I'm sorry, but this just doesn't cut it. for one, mater ecclesia is obviously and substantially much broader than the Roman Catholic communion. If mater ecclesia needs no reasons nor theories, then certainly entrance into a variety of denominations (not to mention eastern orthodoxy) is reasonable and secure, because it is Christ who is the one foundation of the Church (1 Cor 3:1-23). Reno and I could certainly agree that there are many troubling things within our respective denominations. And there are times and places where it would be necessary to be "in a state of confession", and as a consequence, leave. But to say that all denominations other than the Roman Catholic denomination are in need of theories in order to stay put, while the Roman Catholic denomination "needs no theory", is to engage in romanticism of the worst sort.

I think I am tired of what I can only term Newman redivivus . And I am tired of it for the same reason Reno is- modernity. Personal conversions to a new communion are ever and always acts of the individual conscience. I was born into the LCA and became a member of the ELCA by merger. I have entered into full communion with other denominations by way of full communion agreements between churches. At each point along the way, my being in communion with such and such body has been the result of actions of the church, not my own individual conscience and action. Not to stretch the point too thin, but Luther and other early reformers were excommunicated by the church. They did not individually leave.

Frank Senn, who has also thought about schism and the evangelical catholic option in some detail, says, "So the first answer to the question of 'why stay?' is that we have nowhere better to go, especially not if is to a church of our own devising. We were brought into a particular church by baptism into the death and resurrection of Christ.

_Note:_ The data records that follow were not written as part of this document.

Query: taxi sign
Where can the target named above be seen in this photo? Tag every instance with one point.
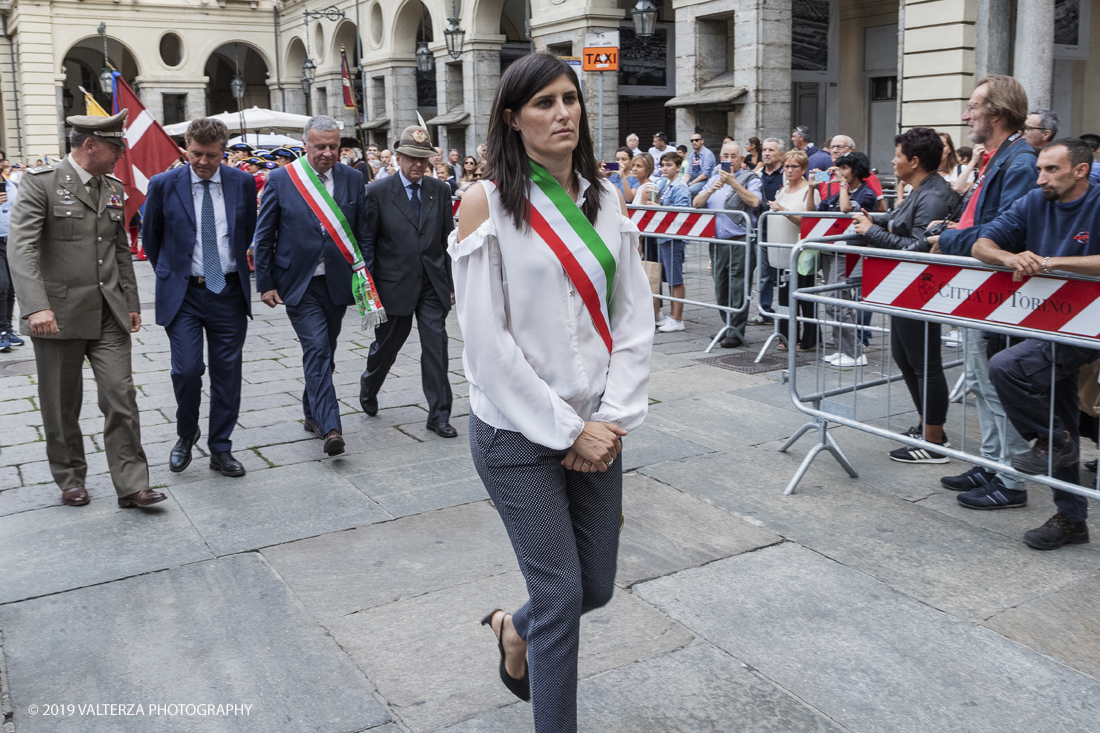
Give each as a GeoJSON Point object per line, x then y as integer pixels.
{"type": "Point", "coordinates": [601, 58]}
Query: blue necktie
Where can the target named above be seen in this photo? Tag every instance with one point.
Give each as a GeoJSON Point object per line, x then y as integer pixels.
{"type": "Point", "coordinates": [211, 259]}
{"type": "Point", "coordinates": [415, 200]}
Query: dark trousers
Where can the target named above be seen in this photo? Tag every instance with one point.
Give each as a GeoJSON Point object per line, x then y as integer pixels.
{"type": "Point", "coordinates": [7, 290]}
{"type": "Point", "coordinates": [388, 339]}
{"type": "Point", "coordinates": [1024, 376]}
{"type": "Point", "coordinates": [223, 318]}
{"type": "Point", "coordinates": [317, 321]}
{"type": "Point", "coordinates": [563, 526]}
{"type": "Point", "coordinates": [925, 383]}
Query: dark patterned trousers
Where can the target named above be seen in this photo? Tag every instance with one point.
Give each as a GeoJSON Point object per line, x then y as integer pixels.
{"type": "Point", "coordinates": [563, 526]}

While we await our resurrection, we bear the cross of Christ by living in his divided body" (Reasons to Avoid Schism, 2003;

I would find Reno's conversion honorable and compelling if he had entered into communion with Rome together with his Anglican brothers and sisters. As it stands, I see his conversion as the result of modernist theory and romantic idolatry. Thanks for sharing, Dr. Reno, but the ruins are still there whether you bury your head in the ocean or not...

Sunday, February 06, 2005

Mid-Week Lenten Worship

This will be the second year East Koshkonong is using Holden Evening Prayer as the liturgy for mid-week Lenten worship. This is a solid choice. Lent is as good a time as any to (re-)introduce Vespers and the daily prayer offices. Part of my commitment as a member of the Society of the Holy Trinity is to provide opportunities within my congregation for praying of the hours, including Vespers, Matins, Compline, mid-day prayer, etc. I confess this is something I know more as an ideal than a reality. I am new to my parish and am a young pastor. Introducing such lost liturgies is no small task in any context.

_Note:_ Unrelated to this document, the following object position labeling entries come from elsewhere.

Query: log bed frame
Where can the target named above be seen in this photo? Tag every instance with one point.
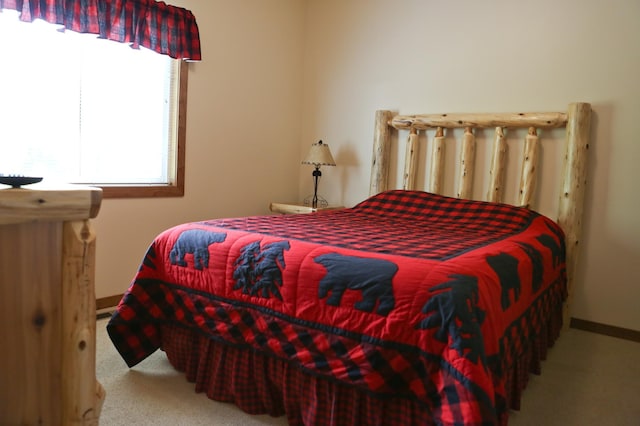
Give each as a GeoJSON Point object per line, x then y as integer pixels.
{"type": "Point", "coordinates": [571, 190]}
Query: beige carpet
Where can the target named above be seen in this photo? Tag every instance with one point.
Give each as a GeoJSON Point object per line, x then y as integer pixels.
{"type": "Point", "coordinates": [588, 379]}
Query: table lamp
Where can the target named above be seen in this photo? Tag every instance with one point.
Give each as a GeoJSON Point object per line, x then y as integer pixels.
{"type": "Point", "coordinates": [319, 155]}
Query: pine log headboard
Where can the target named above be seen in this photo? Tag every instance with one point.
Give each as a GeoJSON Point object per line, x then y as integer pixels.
{"type": "Point", "coordinates": [570, 190]}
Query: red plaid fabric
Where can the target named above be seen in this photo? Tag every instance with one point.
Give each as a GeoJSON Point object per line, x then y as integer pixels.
{"type": "Point", "coordinates": [467, 289]}
{"type": "Point", "coordinates": [433, 226]}
{"type": "Point", "coordinates": [260, 384]}
{"type": "Point", "coordinates": [165, 29]}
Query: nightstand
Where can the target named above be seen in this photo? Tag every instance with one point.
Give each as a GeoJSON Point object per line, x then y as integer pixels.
{"type": "Point", "coordinates": [294, 208]}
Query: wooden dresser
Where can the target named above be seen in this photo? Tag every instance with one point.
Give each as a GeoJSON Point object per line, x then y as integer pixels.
{"type": "Point", "coordinates": [47, 306]}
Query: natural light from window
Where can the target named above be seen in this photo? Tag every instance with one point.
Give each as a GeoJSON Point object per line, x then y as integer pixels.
{"type": "Point", "coordinates": [77, 109]}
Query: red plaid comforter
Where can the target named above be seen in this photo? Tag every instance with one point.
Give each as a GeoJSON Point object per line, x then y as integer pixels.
{"type": "Point", "coordinates": [407, 294]}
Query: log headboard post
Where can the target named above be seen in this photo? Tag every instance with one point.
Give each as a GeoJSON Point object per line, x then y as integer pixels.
{"type": "Point", "coordinates": [381, 147]}
{"type": "Point", "coordinates": [573, 190]}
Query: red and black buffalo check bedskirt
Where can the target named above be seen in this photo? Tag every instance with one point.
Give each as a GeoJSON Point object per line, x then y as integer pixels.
{"type": "Point", "coordinates": [443, 303]}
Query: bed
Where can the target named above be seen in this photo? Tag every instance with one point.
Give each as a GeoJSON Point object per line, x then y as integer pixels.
{"type": "Point", "coordinates": [412, 307]}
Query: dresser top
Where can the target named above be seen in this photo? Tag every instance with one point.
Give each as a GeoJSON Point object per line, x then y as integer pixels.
{"type": "Point", "coordinates": [40, 202]}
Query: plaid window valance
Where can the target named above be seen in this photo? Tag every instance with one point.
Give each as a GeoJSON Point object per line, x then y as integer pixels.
{"type": "Point", "coordinates": [166, 29]}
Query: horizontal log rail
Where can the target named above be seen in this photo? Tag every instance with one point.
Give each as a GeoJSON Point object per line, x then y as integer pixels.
{"type": "Point", "coordinates": [542, 120]}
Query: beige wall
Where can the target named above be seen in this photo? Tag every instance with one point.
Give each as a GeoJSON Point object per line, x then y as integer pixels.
{"type": "Point", "coordinates": [418, 56]}
{"type": "Point", "coordinates": [279, 74]}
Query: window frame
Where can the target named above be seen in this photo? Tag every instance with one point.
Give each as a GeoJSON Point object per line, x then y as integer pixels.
{"type": "Point", "coordinates": [175, 188]}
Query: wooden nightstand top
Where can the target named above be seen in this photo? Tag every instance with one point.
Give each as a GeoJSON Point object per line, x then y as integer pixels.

It is hard to know exactly how to introduce such opportunities for prayer. Compline can be done to conclude an evening where people have already come into church for a meeting, etc., and Vespers can be prayed prior to such meetings, but otherwise, I don't know how many people have an interest in making a special trip into the church for such prayers. Matins could be offered prior to Sunday morning Mass, I imagine, or other mornings prior to the beginning of the work day. Mid-day suffrages are probably the easiest to accomplish. I have seen these offered quite often in urban congregations in Europe, but seldom here in the U.S. People are able to come for their lunch hour to pray.

For our Lenten "message", I am selecting readings from the "Great Tradition" that correspond to the three articles of the creed. So, five Wednesdays, five sets of readings, the first set on the first article, including quotes from Peter Seewald interviewing Cardinal Ratzinger, Luther's Large Catechism, Robert Jenson, and Mary LaCugna. Other weeks will include at least one reading from the confessions, one from a patristic source, and one contemporary source. Brief reading recommendations are welcome. Two weeks on the second article, and two weeks on the third article. I'll post the actual quotes the weeks that we use them.